白い扉の中に消えたリリィ。扉の中では……

リリィは安らぎに満たされていた。

「リリィ」

優しく力強い響きの父の声。

「リリィ」

優しく慈愛に満ちた母の声。

「よくここまで来たね」

父が言った。

「よく頑張ったわね」

母が言った。


その声は、乾いてひび割れた大地に水が染み渡るように、リリィの飢えた心を満たし、潤していった。


「とうさま」

渇望するようなリリィの声に父が優しく微笑んだ。

「かあさま」

きゅっとなった喉から絞り出した声に母が優しく微笑んだ。


リリィは母の胸へと飛び込んだ。母は、温かく柔らかい手でリリィの髪をなでた。

「リリィ、もう大丈夫よ。つらいときは終わったわ。もう頑張らなくてもいいのよ」

リリィは、母の腕の中で、子どものように泣きじゃくった。




リリィはアムダプール城の謁見の間にいた。謁見の間の本体は、白木の扉の形をした魔器だった。扉を開くと異空間に構築された大広間へとつながる仕組みになっていた。異空間は外界からの干渉を一切受けない。万が一、城が敵の攻撃で吹き飛ぶようなことがあっても、異空間に入っていれば安全だ。そのため、非常の際、王族のための緊急避難場所として作られた。その秘密は直系王族のみに伝承され、扉を動作させられるのは、王族の血を引くものに限られた。




ディアボロスは異界ヴォイドの魔王だった。アムダプールとの戦いに行き詰ったマハは、ついに禁断の門を開き、ディアボロスを召喚してアムダプールに解き放ったのだった。


魔王による虐殺の嵐が魔法都市アムダプールを席捲したあの日、リリィが走り抜けた回廊の先、謁見の間にいたのは、リリィの父と母だった。床面には巨大な魔法陣が敷かれていた。リリィは母に抱き上げられ、魔法陣の中心に連れて行かれた。父が左手に持った杖をトンと床に突き立てると、魔法陣は光を放ち、浮き上がった。

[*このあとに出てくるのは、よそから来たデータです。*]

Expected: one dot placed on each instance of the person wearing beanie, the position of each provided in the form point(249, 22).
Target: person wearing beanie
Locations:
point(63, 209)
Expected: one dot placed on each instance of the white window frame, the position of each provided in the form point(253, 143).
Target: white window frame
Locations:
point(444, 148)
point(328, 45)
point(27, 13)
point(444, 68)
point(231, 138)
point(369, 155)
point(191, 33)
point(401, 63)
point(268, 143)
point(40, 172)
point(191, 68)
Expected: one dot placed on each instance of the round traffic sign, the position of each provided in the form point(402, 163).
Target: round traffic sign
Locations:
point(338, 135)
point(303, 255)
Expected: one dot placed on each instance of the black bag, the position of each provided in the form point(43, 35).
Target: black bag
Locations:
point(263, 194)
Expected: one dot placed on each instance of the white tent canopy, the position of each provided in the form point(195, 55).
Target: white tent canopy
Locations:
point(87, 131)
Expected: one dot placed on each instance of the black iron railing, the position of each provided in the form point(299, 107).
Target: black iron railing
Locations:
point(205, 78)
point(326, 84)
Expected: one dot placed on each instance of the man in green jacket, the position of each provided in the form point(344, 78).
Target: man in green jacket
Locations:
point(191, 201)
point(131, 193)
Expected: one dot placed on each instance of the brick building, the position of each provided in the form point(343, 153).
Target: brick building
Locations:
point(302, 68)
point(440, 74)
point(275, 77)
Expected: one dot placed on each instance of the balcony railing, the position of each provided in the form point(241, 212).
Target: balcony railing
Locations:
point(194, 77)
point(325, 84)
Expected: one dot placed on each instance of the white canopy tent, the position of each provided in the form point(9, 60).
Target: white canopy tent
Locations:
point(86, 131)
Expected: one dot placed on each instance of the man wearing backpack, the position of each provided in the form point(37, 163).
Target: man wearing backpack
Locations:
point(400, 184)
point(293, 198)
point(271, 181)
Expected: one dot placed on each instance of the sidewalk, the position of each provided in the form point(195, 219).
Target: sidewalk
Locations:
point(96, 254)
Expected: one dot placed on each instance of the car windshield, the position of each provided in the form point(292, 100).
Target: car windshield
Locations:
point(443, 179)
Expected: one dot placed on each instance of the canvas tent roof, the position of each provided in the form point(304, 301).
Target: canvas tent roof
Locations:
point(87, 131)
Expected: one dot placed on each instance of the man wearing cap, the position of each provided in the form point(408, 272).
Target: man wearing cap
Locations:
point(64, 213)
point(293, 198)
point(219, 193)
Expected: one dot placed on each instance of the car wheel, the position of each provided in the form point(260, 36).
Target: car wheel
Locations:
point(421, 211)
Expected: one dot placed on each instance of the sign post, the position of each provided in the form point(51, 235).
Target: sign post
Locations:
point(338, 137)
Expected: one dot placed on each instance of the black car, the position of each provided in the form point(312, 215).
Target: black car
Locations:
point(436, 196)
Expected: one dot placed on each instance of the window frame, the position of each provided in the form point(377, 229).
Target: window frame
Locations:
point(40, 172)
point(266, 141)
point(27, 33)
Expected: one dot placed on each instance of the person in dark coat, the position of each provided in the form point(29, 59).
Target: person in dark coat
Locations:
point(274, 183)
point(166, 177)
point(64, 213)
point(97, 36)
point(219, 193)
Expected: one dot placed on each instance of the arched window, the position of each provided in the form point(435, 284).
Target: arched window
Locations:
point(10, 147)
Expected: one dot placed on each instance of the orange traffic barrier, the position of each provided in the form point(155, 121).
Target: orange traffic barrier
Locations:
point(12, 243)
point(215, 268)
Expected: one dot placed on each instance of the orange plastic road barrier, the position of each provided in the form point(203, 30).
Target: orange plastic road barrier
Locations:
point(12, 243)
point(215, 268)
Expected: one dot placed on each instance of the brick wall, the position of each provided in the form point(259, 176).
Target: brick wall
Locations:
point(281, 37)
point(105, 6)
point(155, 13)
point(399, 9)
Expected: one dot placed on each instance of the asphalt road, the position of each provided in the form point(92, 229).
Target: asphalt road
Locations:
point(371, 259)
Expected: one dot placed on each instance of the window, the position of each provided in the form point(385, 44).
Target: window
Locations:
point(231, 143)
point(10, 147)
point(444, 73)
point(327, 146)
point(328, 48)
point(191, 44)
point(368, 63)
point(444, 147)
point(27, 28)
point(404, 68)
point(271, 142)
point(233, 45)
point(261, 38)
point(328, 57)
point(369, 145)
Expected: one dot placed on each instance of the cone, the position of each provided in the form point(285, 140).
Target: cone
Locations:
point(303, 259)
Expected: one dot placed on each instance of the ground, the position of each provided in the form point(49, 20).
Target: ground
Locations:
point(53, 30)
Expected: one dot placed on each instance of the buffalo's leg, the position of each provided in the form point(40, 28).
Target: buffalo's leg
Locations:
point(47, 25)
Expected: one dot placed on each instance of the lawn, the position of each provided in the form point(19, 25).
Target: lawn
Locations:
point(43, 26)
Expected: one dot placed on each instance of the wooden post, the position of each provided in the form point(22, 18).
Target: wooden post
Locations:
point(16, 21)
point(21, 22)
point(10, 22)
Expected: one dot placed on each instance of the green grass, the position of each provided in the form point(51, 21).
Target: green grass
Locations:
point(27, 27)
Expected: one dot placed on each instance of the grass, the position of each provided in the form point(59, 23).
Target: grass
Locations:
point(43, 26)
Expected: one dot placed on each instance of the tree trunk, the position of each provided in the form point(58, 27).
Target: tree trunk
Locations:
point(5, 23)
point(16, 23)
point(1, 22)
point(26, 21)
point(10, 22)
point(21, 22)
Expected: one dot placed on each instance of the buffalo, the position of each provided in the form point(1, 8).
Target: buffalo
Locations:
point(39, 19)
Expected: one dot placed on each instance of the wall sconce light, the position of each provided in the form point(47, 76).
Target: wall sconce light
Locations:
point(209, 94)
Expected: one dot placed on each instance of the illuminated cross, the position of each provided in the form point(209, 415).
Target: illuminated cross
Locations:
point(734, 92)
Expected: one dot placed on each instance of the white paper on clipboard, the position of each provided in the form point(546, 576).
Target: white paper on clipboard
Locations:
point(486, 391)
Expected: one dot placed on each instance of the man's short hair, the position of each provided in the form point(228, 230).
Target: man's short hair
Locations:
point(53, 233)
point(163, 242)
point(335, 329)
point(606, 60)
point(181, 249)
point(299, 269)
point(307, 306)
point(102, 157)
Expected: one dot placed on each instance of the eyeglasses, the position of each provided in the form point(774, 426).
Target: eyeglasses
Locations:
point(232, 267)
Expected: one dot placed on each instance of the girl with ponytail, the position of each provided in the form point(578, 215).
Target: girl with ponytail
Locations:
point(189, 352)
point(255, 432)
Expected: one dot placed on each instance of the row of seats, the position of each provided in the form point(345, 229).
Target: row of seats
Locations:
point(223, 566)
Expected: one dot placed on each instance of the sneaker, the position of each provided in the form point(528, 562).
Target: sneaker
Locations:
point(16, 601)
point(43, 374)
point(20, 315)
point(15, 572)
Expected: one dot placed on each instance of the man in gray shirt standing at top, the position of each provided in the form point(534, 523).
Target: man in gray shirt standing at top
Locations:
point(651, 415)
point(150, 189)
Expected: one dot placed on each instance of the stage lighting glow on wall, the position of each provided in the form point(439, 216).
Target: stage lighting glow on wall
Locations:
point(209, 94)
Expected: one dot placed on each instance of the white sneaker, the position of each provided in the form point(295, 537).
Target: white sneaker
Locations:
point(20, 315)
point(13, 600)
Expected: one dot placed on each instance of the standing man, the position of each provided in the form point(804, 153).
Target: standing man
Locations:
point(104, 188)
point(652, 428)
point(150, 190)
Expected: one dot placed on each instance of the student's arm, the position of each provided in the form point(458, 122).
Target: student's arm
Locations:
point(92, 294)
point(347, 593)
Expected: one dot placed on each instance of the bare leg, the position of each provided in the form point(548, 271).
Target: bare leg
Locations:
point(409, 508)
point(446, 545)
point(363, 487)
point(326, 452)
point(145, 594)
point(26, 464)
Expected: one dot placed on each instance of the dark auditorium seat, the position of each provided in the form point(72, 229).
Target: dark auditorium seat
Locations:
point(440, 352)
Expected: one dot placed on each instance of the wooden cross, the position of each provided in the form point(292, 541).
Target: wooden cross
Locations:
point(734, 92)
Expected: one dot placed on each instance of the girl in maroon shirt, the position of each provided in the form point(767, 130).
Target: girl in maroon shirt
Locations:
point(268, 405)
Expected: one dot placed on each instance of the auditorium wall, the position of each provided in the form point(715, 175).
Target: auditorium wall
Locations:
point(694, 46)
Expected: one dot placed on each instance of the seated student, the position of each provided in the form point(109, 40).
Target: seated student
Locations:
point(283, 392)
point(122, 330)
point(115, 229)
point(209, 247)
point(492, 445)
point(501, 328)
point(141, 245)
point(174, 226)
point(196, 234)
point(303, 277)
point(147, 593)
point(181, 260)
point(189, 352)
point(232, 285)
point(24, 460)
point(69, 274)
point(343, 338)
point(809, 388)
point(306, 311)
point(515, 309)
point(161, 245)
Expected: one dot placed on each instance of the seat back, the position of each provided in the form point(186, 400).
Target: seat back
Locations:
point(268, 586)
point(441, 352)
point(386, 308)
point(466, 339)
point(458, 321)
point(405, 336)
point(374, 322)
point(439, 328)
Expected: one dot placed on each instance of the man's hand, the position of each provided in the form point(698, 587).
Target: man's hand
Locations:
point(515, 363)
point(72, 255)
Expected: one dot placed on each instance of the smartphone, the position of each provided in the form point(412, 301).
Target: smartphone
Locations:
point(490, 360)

「ごめん。ごめんねリリィ。あなたは、あなただけは……」

涙を流す母の姿。

「これしか方法がなかったんだ。許してくれ。リリィ。どうか未来で幸せに……」

悲しい父の顔。


リリィは羽毛布団にくるまれたような、何か温かくて柔らかいものが自分を包み込んだのを感じた。その直後、謁見の間の入り口から、巨大な妖魔が飛び込んできた。リリィの目からは、妖魔の全身が弾け飛んだように見えた。妖魔、ディアボロスが全身から解き放った黒炎は、母が、突き上げた錫杖から生じた金色の繭によって押し返された……と思ったのは一瞬で、ディアボロスの背面から突進してきた、闇色のリボンが母の身体を貫いた。母は一度だけ身体をビクンと震わせ、絶鳴もあげずに動かなくなった。

「かあさまー!」

リリィの悲鳴が響くと同時に、ディアボロスの背面から伸びてきた、もう1本のリボンが、父の首を切り飛ばした。

「ひぐぅっ!」

広間の奥へと弧を描いて飛んでいく父の首を見て、リリィの喉から絞り出されたのは、もはや悲鳴ですらなかった。だが、父は、一瞬早く術式を完成させていたようで、リリィの身体は金色の光に溶けるように消え、半秒遅れて伸びてきた何本ものリボンはリリィがいた空間を空しく貫いた。リリィは薄れていく視界の中で、白木の扉が閉まるのを見た。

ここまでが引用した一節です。